I mean this in and of itself is shocking. Background and family interactions seem like they'd be pretty key to understanding how a person thinks/feels. None of the therapists even asked about your familial interactions? That definitely seems like gross incompetence. 




> I'm also realizing that this was basically constantly triggering trauma reactions in therapy.  Except, again, I don't think those were ever really caught.  I tend to kind of shut down more than anything in situations like that, and then react very strongly later.  It's not voluntary and without knowing what to look for I probably wouldn't even know that the shut down reaction is abnormal.  (It's a reaction that makes sense if you're aware that I'm used to environments where showing the "wrong" emotions was strongly punished.)  I apparently can be at the point where I haven't eaten or slept for 3 days from stress and still have therapists telling me that I'm only mildly anxious, even in the face of me trying to convince them that there's an actual problem.  I think that was ultimately responsible for ending a lot of times, when the symptoms from uncontrolled reactions to the triggers were more than I could handle.  But that all that was brushed off as "therapy is hard" and I was encouraged to work through it - again, looking back I think that the therapists were thinking I was blowing things out of proportion when I was actually understating them.


I can certainly see how this could have negative impacts on prior therapy sessions and how, if the therapist was unaware, it would simply seem like you not participating. But this seems like something you could bring up, up front with a therapist, at least in a similar manner to what you brought up here (though I suppose you may have already tried that with less success...)

----------


## WarKitty

> I mean this in and of itself is shocking. Background and family interactions seem like they'd be pretty key to understanding how a person thinks/feels. None of the therapists even asked about your familial interactions? That definitely seems like gross incompetence.


It was brought up, but generally my reports that everything was pretty normal were taken at face value.  There wasn't any of the type of thing that would reveal differences that I wasn't already aware of.  So much of it is in little things that if you don't see the manipulation under the surface you'd think it was all normal.

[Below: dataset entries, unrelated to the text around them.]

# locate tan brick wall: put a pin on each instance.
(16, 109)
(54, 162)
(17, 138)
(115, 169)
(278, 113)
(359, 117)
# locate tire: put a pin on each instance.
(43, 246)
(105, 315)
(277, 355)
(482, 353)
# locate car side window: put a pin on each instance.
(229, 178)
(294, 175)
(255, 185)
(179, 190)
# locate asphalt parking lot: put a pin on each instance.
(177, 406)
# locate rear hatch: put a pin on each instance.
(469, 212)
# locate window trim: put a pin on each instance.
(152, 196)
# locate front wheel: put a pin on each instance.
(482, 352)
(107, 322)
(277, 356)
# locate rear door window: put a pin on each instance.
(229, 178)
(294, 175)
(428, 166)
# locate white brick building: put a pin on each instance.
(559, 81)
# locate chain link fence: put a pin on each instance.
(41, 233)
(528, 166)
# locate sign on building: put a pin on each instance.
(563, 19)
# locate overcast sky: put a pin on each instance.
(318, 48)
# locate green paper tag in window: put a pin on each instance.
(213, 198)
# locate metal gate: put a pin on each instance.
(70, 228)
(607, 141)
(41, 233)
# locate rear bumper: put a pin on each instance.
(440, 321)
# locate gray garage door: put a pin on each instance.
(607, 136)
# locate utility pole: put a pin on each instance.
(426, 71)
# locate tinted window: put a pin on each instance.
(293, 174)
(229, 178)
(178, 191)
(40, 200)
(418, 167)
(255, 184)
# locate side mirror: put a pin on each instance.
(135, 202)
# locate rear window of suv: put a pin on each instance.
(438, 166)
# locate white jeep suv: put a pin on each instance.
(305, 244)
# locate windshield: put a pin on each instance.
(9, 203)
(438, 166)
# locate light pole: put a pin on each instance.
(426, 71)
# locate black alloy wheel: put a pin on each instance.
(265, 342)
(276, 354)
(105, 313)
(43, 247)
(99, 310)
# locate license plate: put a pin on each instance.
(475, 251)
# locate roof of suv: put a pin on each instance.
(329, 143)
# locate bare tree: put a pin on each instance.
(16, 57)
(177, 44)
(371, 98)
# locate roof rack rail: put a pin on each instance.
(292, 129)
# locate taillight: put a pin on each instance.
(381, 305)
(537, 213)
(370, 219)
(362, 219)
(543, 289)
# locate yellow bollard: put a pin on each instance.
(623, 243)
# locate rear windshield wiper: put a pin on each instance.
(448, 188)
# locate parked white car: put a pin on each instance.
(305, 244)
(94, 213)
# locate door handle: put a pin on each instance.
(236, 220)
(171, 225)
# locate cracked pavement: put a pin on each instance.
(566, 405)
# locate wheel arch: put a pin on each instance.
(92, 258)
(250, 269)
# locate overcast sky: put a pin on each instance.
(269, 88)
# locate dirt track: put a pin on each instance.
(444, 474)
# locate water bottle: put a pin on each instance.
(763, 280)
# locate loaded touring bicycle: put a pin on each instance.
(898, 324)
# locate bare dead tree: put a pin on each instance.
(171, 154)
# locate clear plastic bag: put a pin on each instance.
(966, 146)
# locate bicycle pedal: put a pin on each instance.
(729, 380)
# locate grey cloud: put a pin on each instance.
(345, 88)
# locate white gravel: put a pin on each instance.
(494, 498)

> I can certainly see how this could have negative impacts on prior therapy sessions and how, if the therapist was unaware, it would simply seem like you not participating. But this seems like something you could bring up, up front with a therapist, at least in a similar manner to what you brought up here (though I suppose you may have already tried that with less success...)


I mean, at the time, I brought up what I knew.  Again, at the time there was a lot that I wasn't aware of.  But I know I definitely expressed that something wasn't right, and that I felt like I couldn't handle it, and it wasn't really taken seriously.  It just seemed to reinforce the idea they had that I didn't really want to do any work in therapy.

I wouldn't trust someone in person with all of this, I think, unless I had known them for several years.  The times I have have gone very badly.  It's definitely a thing that therapists can freak out on you.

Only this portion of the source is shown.